Crude Oil Higher on Global Demand Optimism

  • Investing.com
  • Commodities News
Crude Oil Higher on Global Demand Optimism
Credit: © Reuters.

By Peter Nurse   

Investing.com -- Oil prices rose Thursday, adding to the previous session’s sharp gains, boosted by optimism generated by record U.S. crude exports as well as doubts about the effectiveness of the proposed price cap on Russian oil.

By 09:10 ET (13:10 GMT), U.S. crude futures traded 1.7% higher at $89.42 a barrel, while the Brent contract rose 1.2% to $94.91. 

Both contracts gained around 3% last session, putting them on course for a weekly gain, after data released by the Energy Information Administration on Wednesday showed U.S. crude exports surging to a record-high 5.1 million barrels a day, suggesting resilience in global demand despite rising inflation and interest rates.

“Weekly trade flows may be less accurate and do fluctuate widely, but it is no surprise that the U.S. is emerging as the barrel of last resort as Europe pivots away from Russia,” analysts at Citi said, in a note.

This positive tone continued Thursday, boosted by the news that the U.S. economy, the world’s largest, rebounded from six months of contraction in the third quarter, as gross domestic product grew by 2.6% on a year-on-year basis. 
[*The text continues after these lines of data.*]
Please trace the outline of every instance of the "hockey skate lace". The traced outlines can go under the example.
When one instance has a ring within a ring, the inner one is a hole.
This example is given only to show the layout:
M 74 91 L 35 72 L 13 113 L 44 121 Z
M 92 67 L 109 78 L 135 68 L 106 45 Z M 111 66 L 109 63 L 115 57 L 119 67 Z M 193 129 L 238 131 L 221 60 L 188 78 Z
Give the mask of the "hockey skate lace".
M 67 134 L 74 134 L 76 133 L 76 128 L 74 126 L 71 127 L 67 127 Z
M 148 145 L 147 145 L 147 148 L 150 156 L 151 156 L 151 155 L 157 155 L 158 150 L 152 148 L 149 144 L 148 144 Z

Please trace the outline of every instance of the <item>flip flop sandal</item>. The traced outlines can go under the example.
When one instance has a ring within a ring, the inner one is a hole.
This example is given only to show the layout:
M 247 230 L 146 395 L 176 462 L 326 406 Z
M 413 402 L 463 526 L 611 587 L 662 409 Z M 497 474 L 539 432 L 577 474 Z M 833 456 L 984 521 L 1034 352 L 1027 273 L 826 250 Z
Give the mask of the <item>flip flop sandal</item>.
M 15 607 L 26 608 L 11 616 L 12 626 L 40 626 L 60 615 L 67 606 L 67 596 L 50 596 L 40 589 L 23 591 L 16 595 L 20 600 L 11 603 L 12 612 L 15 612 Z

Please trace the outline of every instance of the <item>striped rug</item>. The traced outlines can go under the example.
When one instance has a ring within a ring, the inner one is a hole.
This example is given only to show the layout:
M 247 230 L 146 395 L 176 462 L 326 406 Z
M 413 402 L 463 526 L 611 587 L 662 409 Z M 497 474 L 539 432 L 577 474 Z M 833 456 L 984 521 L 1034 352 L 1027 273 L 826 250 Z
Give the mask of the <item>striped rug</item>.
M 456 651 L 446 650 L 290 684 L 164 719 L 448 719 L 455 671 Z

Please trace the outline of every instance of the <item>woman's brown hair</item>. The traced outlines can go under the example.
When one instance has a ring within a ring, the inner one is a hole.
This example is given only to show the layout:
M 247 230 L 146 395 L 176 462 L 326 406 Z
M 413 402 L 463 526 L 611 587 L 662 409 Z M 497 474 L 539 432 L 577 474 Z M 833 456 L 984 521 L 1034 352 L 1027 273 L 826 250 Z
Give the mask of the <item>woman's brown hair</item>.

This represented a rebound from declines of 0.6% and 1.6% in the first and second quarters, respectively, and pointed to economic resilience in the U.S., the largest consumer of crude in the world, despite aggressive interest rate raises by the Federal Reserve.

Meanwhile, U.S. and Western officials are said to be finalizing plans to impose a cap on Russian oil prices, but doubts are emerging about how effective such a policy will be.

Bloomberg News reported that these officials were being forced to scale back plans for the price cap, with fewer participating countries and a higher price level.

This follows a warning from the World Bank that any plan will need active participation of emerging market economies to be effective.

Elsewhere, an IEA report forecasting a peak in global demand for fossil fuels within a decade as the energy crisis sparked by the Ukraine war speeds up the transition to green energy had little impact on sentiment.

In corporate news, Europe's two largest energy companies Shell (LON: RDSa ) and TotalEnergies SE (EPA: TTEF ) reported profits of more than $9 billion in the third quarter, benefiting from the high fuel prices.